Even though the US, Japan, Korea, and China were latecomers to the global
proliferation of FTAs, they are currently aggressively pursuing FTAs. There are,
however, many obstacles and barriers to economic integration in the Asia-Pacific
region, including huge gaps in economic development and economic scale,
differences in domestic political systems and industrial structure, cultural disparities,
etc. As is evident from the fierce political opposition to and reactions against the
US-Korea FTA negotiations, the real obstacles to FTAs in the Asia-Pacific region
are not geopolitical, cultural, economic or historical, but rather domestic, namely,
domestic conflicts stemming from the fierce political reaction of “the losers.”

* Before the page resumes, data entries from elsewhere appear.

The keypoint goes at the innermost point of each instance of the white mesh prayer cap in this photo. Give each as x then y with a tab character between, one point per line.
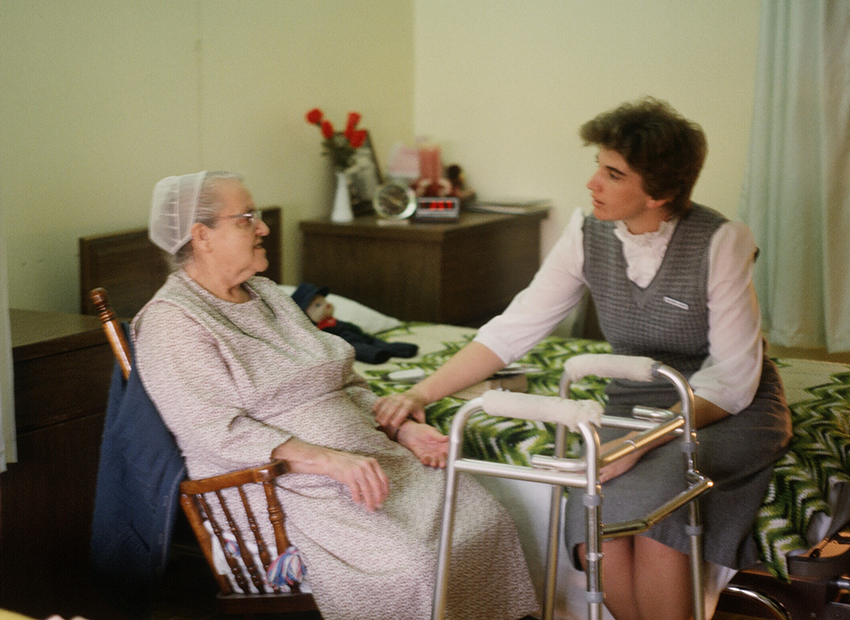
173	208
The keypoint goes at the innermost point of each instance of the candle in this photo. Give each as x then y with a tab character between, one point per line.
430	165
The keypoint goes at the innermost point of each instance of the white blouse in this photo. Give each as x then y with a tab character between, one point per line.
730	374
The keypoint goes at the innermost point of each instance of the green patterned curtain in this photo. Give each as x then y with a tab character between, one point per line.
8	451
796	196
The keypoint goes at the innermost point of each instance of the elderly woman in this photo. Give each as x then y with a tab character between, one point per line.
240	375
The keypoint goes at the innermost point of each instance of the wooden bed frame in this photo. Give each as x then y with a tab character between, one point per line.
131	268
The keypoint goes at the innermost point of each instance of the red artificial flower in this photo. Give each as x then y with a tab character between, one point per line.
353	119
339	147
314	116
357	138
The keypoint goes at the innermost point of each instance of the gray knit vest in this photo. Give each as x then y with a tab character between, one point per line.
667	320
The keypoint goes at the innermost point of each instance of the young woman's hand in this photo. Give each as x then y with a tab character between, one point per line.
391	411
428	444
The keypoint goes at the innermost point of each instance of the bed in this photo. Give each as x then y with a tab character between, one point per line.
804	556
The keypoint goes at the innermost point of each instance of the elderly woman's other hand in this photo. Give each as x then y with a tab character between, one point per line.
391	411
367	482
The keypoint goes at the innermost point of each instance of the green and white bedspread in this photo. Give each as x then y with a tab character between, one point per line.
810	483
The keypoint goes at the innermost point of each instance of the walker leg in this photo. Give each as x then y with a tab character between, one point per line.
550	583
441	586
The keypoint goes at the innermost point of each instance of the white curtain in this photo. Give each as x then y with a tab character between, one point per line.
796	195
8	452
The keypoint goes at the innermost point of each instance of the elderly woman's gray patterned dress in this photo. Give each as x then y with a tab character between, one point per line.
233	381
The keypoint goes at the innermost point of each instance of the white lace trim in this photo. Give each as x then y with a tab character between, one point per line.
644	252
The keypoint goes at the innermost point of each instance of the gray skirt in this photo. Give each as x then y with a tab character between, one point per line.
737	453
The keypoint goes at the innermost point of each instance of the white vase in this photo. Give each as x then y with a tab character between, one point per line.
342	200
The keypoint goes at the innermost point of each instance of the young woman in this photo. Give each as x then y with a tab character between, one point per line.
671	280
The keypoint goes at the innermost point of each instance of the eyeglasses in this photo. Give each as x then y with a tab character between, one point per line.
248	220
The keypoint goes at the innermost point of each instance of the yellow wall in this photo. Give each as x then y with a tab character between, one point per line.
101	98
504	85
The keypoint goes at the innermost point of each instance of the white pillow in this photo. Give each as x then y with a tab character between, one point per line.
369	320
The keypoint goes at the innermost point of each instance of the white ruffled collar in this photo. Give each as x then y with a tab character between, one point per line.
644	252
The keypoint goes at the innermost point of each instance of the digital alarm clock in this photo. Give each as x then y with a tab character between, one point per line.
443	209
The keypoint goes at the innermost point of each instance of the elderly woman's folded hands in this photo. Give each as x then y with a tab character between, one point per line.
363	476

Therefore, this paper analyzes the domestic conflicts that arise in FTA
negotiations in the Asia-Pacific region. The paper introduces Putnam’s “two-level
game model” as a theoretic framework for domestic conflict in FTA negotiations
and presents two case studies: the Korea-Chile FTA and NAFTA. It then draws
lessons from the Korean and US experiences. The results of the Korea-Chile FTA
case study indicate that Putnam’s four determinants run counter to the smooth
creation of an FTA, making a level II game extremely difficult. These determinants
are: the heterogeneous nature of the FTA negotiation context (creation of winners
and losers in a national economy); asymmetric political reactions (free-riding
winners and fiercely opposing losers); excessively sensitive political FTA issues; and
weak political leadership. The lessons from NAFTA highlight the particular
importance of political leadership in concluding FTAs. As President Clinton’s
leadership in the NAFTA ratification process shows, effective political leadership
can overcome political resistance and lead to a national consensus on an FTA that
allows its successful conclusion.

This paper suggests four policies for the three major Northeast Asian
countries and the US that effectively address domestic conflicts arising from FTAs:
strong political leadership, international leadership of the big three (the US, Japan,
and China) that are engaged in a hegemony game, pursuit of mid-level FTAs, and
sustainable and comprehensive domestic foundations addressing the concerns of the
losers. The most important policy recommendation, however, is to pursue mid-level
FTAs as the second-best option among the US, Japan, China, and Korea--where
strong domestic opposition to market opening is expected. Finally this study
suggests that successful conclusion of the 2006-2007 US-Korea FTA negotiations in
the form of a mid-level FTA would encourage competitive liberalization in the
region that could facilitate the Japan-Korea FTA and the China-Korea FTA as well
as the US-Japan FTA. This proliferation of FTAs among the four major countries
would act as an icebreaker for the effective economic integration in the Asia-Pacific
region, eventually moving towards a APEC-wide Free Trade Area proposed by US
President Bush at the 2006 APEC Summit Meeting.